Classification Model	Training Accuracy %	Test Accuracy %
Baseline	0.5	0.5
Logistic	0.999	0.895
Naive Bayes	0.995	0.805
Support Vector Machines	0.999	0.903

Given these results, my selected production model will be the logistic regression model with CountVectorizer as the vectorizer. The Logistic Model is nearly the most performant, but also provides a high level of interpret-ability compared to SVM.

In conclusion:

The more 'popular' i.e. more comments and score, the great likelihood that it is unethical. Controversial posts tend to gain more popularity.
In this training set, if your document includes the word 'business', then the likelihood of being unethical is far more likely by 3x. There's probably a lot of unethical comments around taking advantage of businesses!

Wrap up

I was able to create an app using Natural Language Processing to classify which subreddit a particular post belongs to.

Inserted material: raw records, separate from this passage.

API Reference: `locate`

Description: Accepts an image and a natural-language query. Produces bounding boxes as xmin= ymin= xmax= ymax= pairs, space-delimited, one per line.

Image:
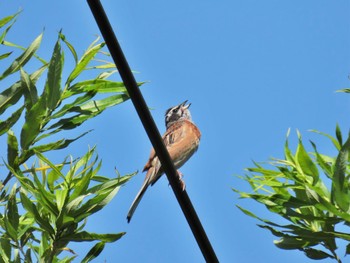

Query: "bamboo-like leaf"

xmin=81 ymin=242 xmax=105 ymax=263
xmin=20 ymin=189 xmax=55 ymax=236
xmin=0 ymin=12 xmax=20 ymax=28
xmin=335 ymin=124 xmax=343 ymax=145
xmin=48 ymin=92 xmax=96 ymax=119
xmin=0 ymin=12 xmax=20 ymax=44
xmin=49 ymin=94 xmax=129 ymax=130
xmin=56 ymin=188 xmax=68 ymax=212
xmin=63 ymin=79 xmax=127 ymax=98
xmin=62 ymin=231 xmax=126 ymax=243
xmin=303 ymin=248 xmax=334 ymax=260
xmin=20 ymin=68 xmax=38 ymax=110
xmin=0 ymin=34 xmax=43 ymax=80
xmin=32 ymin=172 xmax=59 ymax=217
xmin=59 ymin=32 xmax=78 ymax=64
xmin=274 ymin=236 xmax=308 ymax=250
xmin=332 ymin=137 xmax=350 ymax=212
xmin=295 ymin=137 xmax=319 ymax=184
xmin=0 ymin=82 xmax=23 ymax=115
xmin=21 ymin=97 xmax=48 ymax=150
xmin=66 ymin=43 xmax=105 ymax=85
xmin=2 ymin=40 xmax=48 ymax=65
xmin=0 ymin=52 xmax=12 ymax=60
xmin=0 ymin=106 xmax=24 ymax=136
xmin=0 ymin=237 xmax=12 ymax=263
xmin=310 ymin=130 xmax=341 ymax=150
xmin=43 ymin=37 xmax=64 ymax=111
xmin=5 ymin=184 xmax=19 ymax=242
xmin=7 ymin=130 xmax=19 ymax=168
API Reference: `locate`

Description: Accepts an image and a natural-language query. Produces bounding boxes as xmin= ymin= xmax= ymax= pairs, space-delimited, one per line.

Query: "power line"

xmin=87 ymin=0 xmax=219 ymax=263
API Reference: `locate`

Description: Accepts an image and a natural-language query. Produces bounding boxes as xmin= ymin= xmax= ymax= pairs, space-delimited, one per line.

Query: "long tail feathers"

xmin=126 ymin=177 xmax=149 ymax=223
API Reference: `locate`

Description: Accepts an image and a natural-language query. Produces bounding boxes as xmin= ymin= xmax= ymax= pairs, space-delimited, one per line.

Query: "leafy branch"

xmin=0 ymin=13 xmax=142 ymax=262
xmin=234 ymin=126 xmax=350 ymax=262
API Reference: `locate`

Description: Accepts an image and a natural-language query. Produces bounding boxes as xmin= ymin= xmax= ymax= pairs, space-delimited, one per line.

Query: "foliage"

xmin=234 ymin=126 xmax=350 ymax=262
xmin=0 ymin=13 xmax=139 ymax=262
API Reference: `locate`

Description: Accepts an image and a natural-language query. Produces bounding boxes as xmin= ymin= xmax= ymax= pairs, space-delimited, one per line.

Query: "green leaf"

xmin=0 ymin=82 xmax=23 ymax=115
xmin=273 ymin=236 xmax=308 ymax=250
xmin=67 ymin=43 xmax=105 ymax=85
xmin=332 ymin=137 xmax=350 ymax=212
xmin=295 ymin=137 xmax=319 ymax=184
xmin=49 ymin=94 xmax=129 ymax=130
xmin=20 ymin=68 xmax=38 ymax=110
xmin=303 ymin=248 xmax=334 ymax=260
xmin=21 ymin=97 xmax=48 ymax=150
xmin=0 ymin=237 xmax=12 ymax=263
xmin=20 ymin=189 xmax=55 ymax=237
xmin=310 ymin=130 xmax=341 ymax=150
xmin=0 ymin=52 xmax=12 ymax=60
xmin=43 ymin=37 xmax=64 ymax=111
xmin=59 ymin=32 xmax=78 ymax=64
xmin=81 ymin=242 xmax=105 ymax=263
xmin=7 ymin=130 xmax=19 ymax=168
xmin=62 ymin=231 xmax=126 ymax=243
xmin=0 ymin=106 xmax=24 ymax=136
xmin=0 ymin=12 xmax=20 ymax=44
xmin=335 ymin=123 xmax=343 ymax=145
xmin=0 ymin=34 xmax=43 ymax=80
xmin=0 ymin=12 xmax=20 ymax=28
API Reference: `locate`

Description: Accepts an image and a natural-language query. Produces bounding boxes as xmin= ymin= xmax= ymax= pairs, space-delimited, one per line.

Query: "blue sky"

xmin=0 ymin=0 xmax=350 ymax=263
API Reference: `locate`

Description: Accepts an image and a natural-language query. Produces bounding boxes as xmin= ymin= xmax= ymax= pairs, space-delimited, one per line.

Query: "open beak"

xmin=180 ymin=100 xmax=191 ymax=109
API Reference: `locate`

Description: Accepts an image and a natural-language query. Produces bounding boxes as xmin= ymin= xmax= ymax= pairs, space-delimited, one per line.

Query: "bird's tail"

xmin=126 ymin=176 xmax=149 ymax=223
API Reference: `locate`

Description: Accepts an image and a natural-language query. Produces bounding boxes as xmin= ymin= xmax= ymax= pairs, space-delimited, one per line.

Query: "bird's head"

xmin=165 ymin=100 xmax=192 ymax=129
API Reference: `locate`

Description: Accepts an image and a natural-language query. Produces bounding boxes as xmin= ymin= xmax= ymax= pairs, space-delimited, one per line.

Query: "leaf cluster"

xmin=234 ymin=126 xmax=350 ymax=262
xmin=0 ymin=13 xmax=142 ymax=263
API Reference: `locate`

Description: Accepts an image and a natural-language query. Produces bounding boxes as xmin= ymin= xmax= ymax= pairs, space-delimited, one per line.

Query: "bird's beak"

xmin=180 ymin=100 xmax=191 ymax=109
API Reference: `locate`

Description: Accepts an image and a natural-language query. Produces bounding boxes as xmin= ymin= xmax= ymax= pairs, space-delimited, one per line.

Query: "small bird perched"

xmin=127 ymin=100 xmax=201 ymax=222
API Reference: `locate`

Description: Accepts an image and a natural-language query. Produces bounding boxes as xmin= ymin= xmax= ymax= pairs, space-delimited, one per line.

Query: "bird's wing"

xmin=143 ymin=123 xmax=184 ymax=172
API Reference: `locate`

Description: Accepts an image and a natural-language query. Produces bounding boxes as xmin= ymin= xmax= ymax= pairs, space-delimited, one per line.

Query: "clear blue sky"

xmin=0 ymin=0 xmax=350 ymax=263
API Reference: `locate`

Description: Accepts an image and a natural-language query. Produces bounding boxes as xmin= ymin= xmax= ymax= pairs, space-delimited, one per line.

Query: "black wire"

xmin=87 ymin=0 xmax=219 ymax=262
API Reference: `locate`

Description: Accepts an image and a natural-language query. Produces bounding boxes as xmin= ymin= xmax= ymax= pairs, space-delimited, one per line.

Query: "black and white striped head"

xmin=165 ymin=100 xmax=192 ymax=129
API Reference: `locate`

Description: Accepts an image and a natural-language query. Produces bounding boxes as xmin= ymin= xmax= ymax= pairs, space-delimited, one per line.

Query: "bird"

xmin=127 ymin=100 xmax=201 ymax=223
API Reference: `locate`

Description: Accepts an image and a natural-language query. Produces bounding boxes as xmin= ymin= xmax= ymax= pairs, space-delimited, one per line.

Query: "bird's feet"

xmin=177 ymin=171 xmax=186 ymax=191
xmin=169 ymin=171 xmax=186 ymax=191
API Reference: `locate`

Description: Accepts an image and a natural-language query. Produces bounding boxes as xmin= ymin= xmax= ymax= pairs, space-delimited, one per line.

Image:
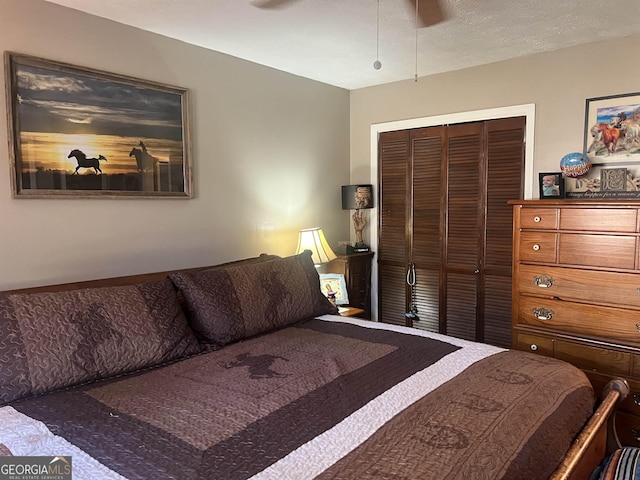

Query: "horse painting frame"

xmin=583 ymin=92 xmax=640 ymax=165
xmin=4 ymin=52 xmax=193 ymax=199
xmin=565 ymin=92 xmax=640 ymax=200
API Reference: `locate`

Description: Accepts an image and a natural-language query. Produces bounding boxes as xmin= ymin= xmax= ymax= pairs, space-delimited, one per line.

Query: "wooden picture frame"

xmin=538 ymin=172 xmax=564 ymax=199
xmin=320 ymin=273 xmax=349 ymax=305
xmin=583 ymin=92 xmax=640 ymax=161
xmin=5 ymin=52 xmax=193 ymax=198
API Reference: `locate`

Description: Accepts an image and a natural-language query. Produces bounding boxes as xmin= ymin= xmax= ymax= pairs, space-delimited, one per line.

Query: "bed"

xmin=0 ymin=253 xmax=624 ymax=480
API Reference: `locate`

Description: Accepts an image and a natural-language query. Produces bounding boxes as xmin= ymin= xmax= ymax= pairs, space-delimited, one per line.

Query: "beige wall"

xmin=0 ymin=0 xmax=349 ymax=290
xmin=351 ymin=35 xmax=640 ymax=196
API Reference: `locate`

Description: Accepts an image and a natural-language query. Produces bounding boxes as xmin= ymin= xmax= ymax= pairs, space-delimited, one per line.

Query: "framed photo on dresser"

xmin=538 ymin=172 xmax=564 ymax=199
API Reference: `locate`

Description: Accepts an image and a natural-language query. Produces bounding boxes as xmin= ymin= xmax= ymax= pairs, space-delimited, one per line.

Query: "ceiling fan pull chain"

xmin=413 ymin=0 xmax=419 ymax=82
xmin=373 ymin=0 xmax=382 ymax=70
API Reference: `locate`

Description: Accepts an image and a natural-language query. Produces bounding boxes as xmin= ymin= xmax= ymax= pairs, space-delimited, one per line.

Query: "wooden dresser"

xmin=510 ymin=200 xmax=640 ymax=446
xmin=326 ymin=252 xmax=373 ymax=318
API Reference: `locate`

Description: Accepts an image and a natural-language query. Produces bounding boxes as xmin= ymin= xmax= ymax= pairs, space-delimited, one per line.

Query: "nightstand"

xmin=338 ymin=307 xmax=364 ymax=317
xmin=326 ymin=252 xmax=373 ymax=319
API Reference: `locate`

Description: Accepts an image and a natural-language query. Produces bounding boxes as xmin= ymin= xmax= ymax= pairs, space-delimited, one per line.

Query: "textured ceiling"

xmin=43 ymin=0 xmax=640 ymax=90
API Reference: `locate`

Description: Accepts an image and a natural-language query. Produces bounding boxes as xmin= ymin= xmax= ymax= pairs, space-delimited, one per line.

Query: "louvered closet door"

xmin=440 ymin=123 xmax=484 ymax=340
xmin=378 ymin=131 xmax=410 ymax=325
xmin=407 ymin=127 xmax=445 ymax=332
xmin=480 ymin=117 xmax=526 ymax=348
xmin=378 ymin=117 xmax=525 ymax=347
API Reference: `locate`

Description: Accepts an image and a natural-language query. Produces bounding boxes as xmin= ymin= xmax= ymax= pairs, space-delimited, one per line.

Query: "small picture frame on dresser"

xmin=538 ymin=172 xmax=564 ymax=199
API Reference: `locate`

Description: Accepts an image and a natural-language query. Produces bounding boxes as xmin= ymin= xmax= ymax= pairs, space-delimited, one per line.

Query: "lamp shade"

xmin=342 ymin=185 xmax=373 ymax=210
xmin=296 ymin=227 xmax=337 ymax=265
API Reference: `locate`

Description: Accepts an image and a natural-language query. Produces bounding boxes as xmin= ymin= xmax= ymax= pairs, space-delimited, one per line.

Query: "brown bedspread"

xmin=7 ymin=320 xmax=593 ymax=480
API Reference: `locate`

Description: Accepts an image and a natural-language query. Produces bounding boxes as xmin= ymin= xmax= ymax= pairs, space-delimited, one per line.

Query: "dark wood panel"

xmin=444 ymin=274 xmax=477 ymax=340
xmin=410 ymin=127 xmax=445 ymax=269
xmin=445 ymin=123 xmax=483 ymax=273
xmin=378 ymin=263 xmax=407 ymax=325
xmin=379 ymin=117 xmax=525 ymax=347
xmin=413 ymin=267 xmax=440 ymax=332
xmin=378 ymin=132 xmax=409 ymax=266
xmin=481 ymin=275 xmax=511 ymax=348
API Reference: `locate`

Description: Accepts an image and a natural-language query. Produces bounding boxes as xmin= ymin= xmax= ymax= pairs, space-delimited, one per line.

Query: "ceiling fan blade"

xmin=251 ymin=0 xmax=298 ymax=9
xmin=407 ymin=0 xmax=447 ymax=28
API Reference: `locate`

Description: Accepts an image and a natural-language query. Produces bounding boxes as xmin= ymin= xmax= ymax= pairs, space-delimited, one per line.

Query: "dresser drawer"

xmin=515 ymin=333 xmax=553 ymax=357
xmin=520 ymin=232 xmax=557 ymax=263
xmin=558 ymin=233 xmax=636 ymax=270
xmin=518 ymin=295 xmax=640 ymax=345
xmin=554 ymin=340 xmax=631 ymax=376
xmin=520 ymin=208 xmax=558 ymax=230
xmin=560 ymin=208 xmax=638 ymax=232
xmin=516 ymin=264 xmax=640 ymax=308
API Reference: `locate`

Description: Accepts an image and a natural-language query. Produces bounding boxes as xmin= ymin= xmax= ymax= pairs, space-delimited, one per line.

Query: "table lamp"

While this was a fun use case of NLP, this analysis is widely applicable other areas, such as politics in classifying fake news vs. real news, or for eCommerce, with sentiment analysis of user reviews (i.e. polarity classification - positive, negative of neutral). Further, many virtual assistants (Amazon Alexa, Google Assistant) use NLP to understand human questions and provide the appropriate responses.

In these scenarios, there would be far greater consequences, if the prediction was a false-positive or false-negative, so fine tuning the model to adjust for these thresholds is critical.

As a next step, I hope to investigate other NLP open source packages such as Spacy!